Matthew Frederick
matthew@mich.distance.net
Inverted Pendulum
The goal of the inverted pendulum problem is to evolve a controller that can keep the pendulum above the horizontal plane, while at the same time not going off the end of the track. At every time step, the controller has three options at its disposal: push right, push left, do nothing. The magnitude of the force that the controller can apply is constant. Each time the simulation starts, the pole is initially skewed. This way, the controller is force to learned immediately how to deal with the effects of gravity pulling the pendulum down.
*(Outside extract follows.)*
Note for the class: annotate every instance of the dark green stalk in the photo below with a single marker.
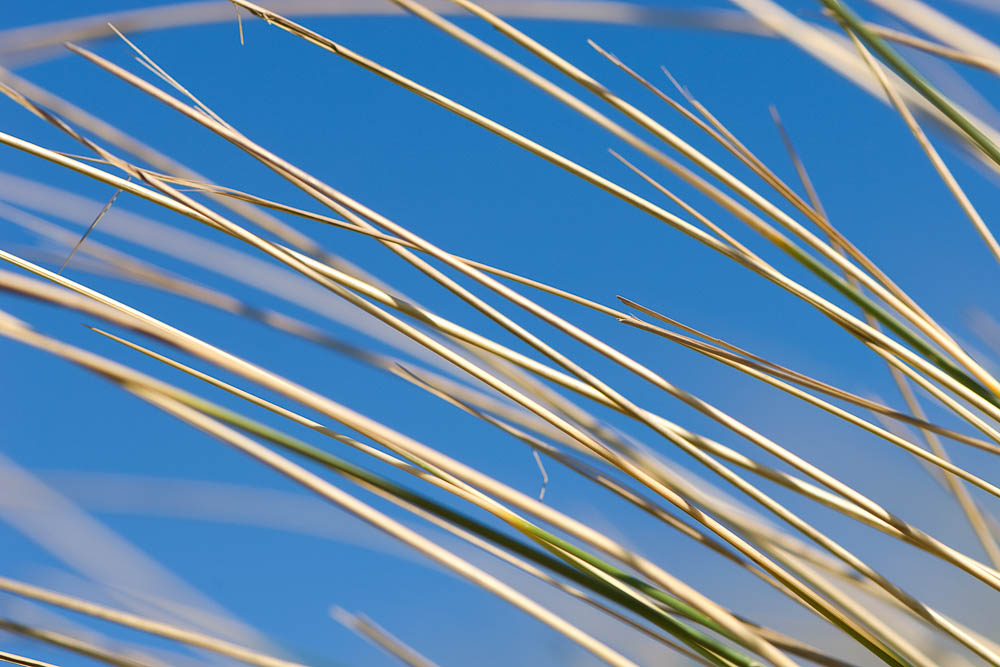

Once a successful controller has been evolved, it can be tested for robustness. Clicking on the display with the left or right mouse button will add about 5 degrees to the angle of the pole in that direction.
Expressions
Each expression can be composed basic math operations,
constants, conditionals, and some environmental variables. Add, subtract,
multiply, divide, cosine, sine, inverse cosine, and inverse sine are available
to expressions, as well as a branching conditional "if less than zero branch
one way else branch the other way". Constants range in value between
-100.0 and 100.0. The following environmental variables
are available to expressions:
cartVelocity | the horizontal velocity of the cart |
poleAngVelocity | the angular velocity of the inverted pendulum |
cartDistance | the distance of the cart from the center of the track |
poleAngle | the angle the pole makes with the vertical axis |
The simulation is composed of a series of time steps that represent about one-twentieth of a second in real time. The output of each controller tells the simulator how to push the cart at each time step. A value of 100.0 or more means apply a force to the right. A value at or below -100.0 means apply a force to the left. Any other value tells the simulator to leave the cart alone until the next time step. The dynamics equations for simulating an inverted pendulum can be found in David Foley's book, Evolutionary Computation.
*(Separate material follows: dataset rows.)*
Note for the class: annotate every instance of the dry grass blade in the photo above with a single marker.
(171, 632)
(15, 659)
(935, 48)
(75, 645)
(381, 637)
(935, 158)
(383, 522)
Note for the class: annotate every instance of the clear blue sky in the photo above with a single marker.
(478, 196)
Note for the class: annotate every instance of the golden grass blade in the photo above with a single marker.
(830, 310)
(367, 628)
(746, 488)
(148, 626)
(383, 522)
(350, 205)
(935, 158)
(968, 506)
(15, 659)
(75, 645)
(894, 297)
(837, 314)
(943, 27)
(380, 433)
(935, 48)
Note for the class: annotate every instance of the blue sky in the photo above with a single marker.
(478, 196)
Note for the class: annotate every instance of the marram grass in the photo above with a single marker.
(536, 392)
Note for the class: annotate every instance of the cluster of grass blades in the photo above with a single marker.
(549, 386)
Criterion for evaluating the controller
Each expression is given 3 chances to successfully balance the inverted pendulum. Each time, the pole starts at a slightly different angle. Since a controller cannot be allowed to run forever, each controller has to balance for 800 time steps. After 800 time steps have passed, the cart crashed, or the pole fell, the expression is evaluated using such factors as:
Results
The outcome of this experiment was good. A suitable controller that can balance the inverted pendulum on into infinity can usually be generated in under 200 generations.
References
Fogel, David B. (1995). Evolutionary Computation. Piscataway, NJ: IEEE Press.